そしてもし可能なら、西日本全体が圧倒的にまめカルタの遊技に染まっていった中で、強固にめくりカルタにこだわり、「下天正」や「小獅子」等の地方札を継承していた鹿児島県内のカルタ遊技事情も知りたいものである。カルタ札だけでなく、その遊技法においても、遠い昔、京、大坂で栄えた遊技法が列島の西端に残っていたのではないか。このように夢想するときもあるが、だが、すでにその地方札も廃れ、今では、京都のカルタ屋の倉庫の隅に、往時のカルタ札の版木や表紙(おもてがみ)が残るだけである。

九十六遊技
九十六遊技1(『遊戯史研究』第六号)

なお、平成年間(1989~2019)の初めに、愛媛県の漁村で高齢の女性が大二札で遊技をしている例が見つかった。同県の人が調査し、私も現地調査に同行した。成果は遊戯史学会の学会誌『遊戯史研究』誌上で公表した[1]。この調査以前には、大二はかぶカルタに似た遊技であろうと想定していたが、実際に発見されたものは古い「プロトめくり」の合せ遊技であった。四人で行い、三人が競技に参加して一人は休む。札は大二、一組四十枚に鬼札一枚が加わり四十一枚である。手六、場六に札を配分して、手札で場札を釣り上げ、山札を捲って場札を釣り上げるところは「プロトめくり」の進行方法である。鬼札はどんな札とも合わせられる。これを「食う(くらう)」といい、その結果場に残る一枚の札を「クライカス(喰らい滓)」といって、鬼札で「食った」人のものとする。札には「一」「二」「十」は十点、「三」から「九」までは紋標数が点数になる。若干の「役」がある。勝負は、釣り上げた札の点数合計の多寡で決まる。

九十六遊技2
九十六遊技2(『遊戯史研究』第六号)

このような「プロトめくり」の遊技法は、江戸時代中期(1704~89)に始まった上方の「合せ」別名「てんしょ」が四国に移ったのであろうか。そういう場合は、「合せ」のカルタを用いればいいのであって、わざわざ一組四十枚のまめカルタ系の札を使う理由が見えない。逆に、まずまめカルタを用いる「合せ」の遊技法が西日本で考案されて、それが関西に移って「合せ」「てんしょ」になったと考えることもできないではない。

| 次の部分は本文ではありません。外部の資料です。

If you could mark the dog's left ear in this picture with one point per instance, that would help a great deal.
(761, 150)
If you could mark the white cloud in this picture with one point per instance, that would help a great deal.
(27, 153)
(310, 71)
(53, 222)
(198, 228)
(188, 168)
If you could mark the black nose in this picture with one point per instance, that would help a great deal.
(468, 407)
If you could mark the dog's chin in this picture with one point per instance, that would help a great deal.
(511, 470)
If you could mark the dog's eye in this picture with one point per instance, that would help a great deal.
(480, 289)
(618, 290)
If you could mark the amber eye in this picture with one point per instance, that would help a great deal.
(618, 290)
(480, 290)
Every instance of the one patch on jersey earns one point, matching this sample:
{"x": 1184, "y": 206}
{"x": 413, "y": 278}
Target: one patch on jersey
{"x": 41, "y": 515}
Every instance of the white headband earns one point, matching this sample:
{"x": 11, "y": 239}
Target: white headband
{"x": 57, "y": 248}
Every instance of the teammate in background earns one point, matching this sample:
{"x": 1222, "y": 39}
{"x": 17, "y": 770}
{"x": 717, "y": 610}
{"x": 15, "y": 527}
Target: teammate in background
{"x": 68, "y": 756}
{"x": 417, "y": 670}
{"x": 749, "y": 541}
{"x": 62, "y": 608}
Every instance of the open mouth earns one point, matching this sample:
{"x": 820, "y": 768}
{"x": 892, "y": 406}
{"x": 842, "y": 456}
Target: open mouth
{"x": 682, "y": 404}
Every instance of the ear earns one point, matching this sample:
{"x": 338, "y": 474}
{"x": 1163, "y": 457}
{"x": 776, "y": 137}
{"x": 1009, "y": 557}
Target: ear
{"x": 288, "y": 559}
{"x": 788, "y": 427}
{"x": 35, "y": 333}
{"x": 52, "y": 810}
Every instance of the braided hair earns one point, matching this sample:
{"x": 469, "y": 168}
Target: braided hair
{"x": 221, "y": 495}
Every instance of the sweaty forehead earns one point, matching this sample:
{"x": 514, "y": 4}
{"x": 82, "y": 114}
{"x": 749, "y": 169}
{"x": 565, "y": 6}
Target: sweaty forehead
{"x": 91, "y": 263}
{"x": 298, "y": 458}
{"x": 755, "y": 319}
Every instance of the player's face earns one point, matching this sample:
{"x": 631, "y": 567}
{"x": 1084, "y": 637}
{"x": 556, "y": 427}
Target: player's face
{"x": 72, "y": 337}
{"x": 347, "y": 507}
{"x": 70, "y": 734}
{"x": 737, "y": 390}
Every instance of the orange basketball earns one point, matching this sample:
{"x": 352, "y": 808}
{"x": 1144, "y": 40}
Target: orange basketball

なお、「九十六」の調査では、手札が六枚、場札が六枚と記録されている。これで三人が遊技すると、手札が十八枚、山札が十八枚必要であり、これに最初に晒す場札が六枚だとすると、合計四十二枚になる。ところが「大二」は一組四十枚のカルタであり、鬼札一枚を加えても四十一枚で一枚足りない。最初に晒す場札が実は五枚であったのか、あるいは、ゲームの最後の人にはめくる山札が残っていないという変則の遊技法なのか、多少の違和感が残る。現地調査の記録にはこの点の記載がないし、もう二十五年も前のことなので、記憶も定かではない。現地でどのように確認したのか説明できないで申し訳ない。


[1] 三好正好「96(くじゅうろく)の謎」、江橋崇「同上解説」『遊戯史研究』第六号、遊戯史学会、平成六年、二七頁。